The former had
already occupied himself with model steamboats, both at Paris and
in London; and in 1805 he obtained from Boulton and Watt, of
Birmingham, the steam-engine required for propelling his paddle
steamboat on the Hudson. The Clermont was first started in
August, 1807, and attained a speed of nearly five miles an hour.

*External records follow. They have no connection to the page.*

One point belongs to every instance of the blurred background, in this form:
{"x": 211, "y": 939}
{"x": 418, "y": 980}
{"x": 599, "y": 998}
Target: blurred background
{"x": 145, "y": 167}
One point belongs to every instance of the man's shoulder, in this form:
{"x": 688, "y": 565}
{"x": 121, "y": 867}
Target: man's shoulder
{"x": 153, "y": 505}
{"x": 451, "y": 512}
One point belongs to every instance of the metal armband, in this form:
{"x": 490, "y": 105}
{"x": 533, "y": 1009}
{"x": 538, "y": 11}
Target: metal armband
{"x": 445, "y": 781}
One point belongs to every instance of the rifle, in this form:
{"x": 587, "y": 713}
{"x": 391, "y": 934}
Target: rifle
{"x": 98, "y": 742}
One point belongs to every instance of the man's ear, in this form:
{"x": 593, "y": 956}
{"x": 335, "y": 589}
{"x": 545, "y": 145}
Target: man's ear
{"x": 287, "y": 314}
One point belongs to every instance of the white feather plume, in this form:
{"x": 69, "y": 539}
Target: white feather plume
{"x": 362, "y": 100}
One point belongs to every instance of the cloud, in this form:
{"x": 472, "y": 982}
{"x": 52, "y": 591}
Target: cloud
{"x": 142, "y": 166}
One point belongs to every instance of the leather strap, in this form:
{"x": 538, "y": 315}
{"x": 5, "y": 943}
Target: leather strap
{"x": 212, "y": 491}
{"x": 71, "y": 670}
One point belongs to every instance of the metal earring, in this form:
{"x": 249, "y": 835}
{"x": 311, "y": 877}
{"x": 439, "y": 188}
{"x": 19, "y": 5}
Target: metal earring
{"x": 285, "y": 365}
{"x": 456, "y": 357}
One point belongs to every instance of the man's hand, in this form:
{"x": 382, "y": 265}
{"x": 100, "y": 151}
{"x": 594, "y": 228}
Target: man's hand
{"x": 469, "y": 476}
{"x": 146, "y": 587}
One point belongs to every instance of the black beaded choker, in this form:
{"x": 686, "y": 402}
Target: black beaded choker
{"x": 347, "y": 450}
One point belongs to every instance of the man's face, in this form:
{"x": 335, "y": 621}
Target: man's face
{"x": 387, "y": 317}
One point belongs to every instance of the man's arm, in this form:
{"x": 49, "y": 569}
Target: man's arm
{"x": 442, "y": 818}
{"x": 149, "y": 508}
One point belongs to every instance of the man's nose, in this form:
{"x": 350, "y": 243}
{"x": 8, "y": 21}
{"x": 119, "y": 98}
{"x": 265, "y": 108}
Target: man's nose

Five years later, Henry Bell constructed and tried his first
steamer on the Clyde.
It was not until 1815 that the first steamboat was seen on the
Thames. This was the Richmond packet, which plied between London
and Richmond. The vessel was fitted with the first marine engine
Henry Maudslay ever made. During the same year, the Margery,
formerly employed on the Firth of Forth, began plying between
Gravesend and London; and the Thames, formerly the Argyll, came
round from the Clyde, encountering rough seas, and making the
voyage of 758 miles in five days and two hours. This was thought
extraordinarily rapid--though the voyage of about 3000 miles,
from Liverpool to New York, can now be made in only about two
days' more time.
In nearly all seagoing vessels, the Paddle has now almost
entirely given place to the Screw. It was long before this
invention was perfected and brought into general use. It was not
the production of one man, but of several generations of
mechanical inventors. A perfected invention does not burst forth
from the brain like a poetic thought or a fine resolve.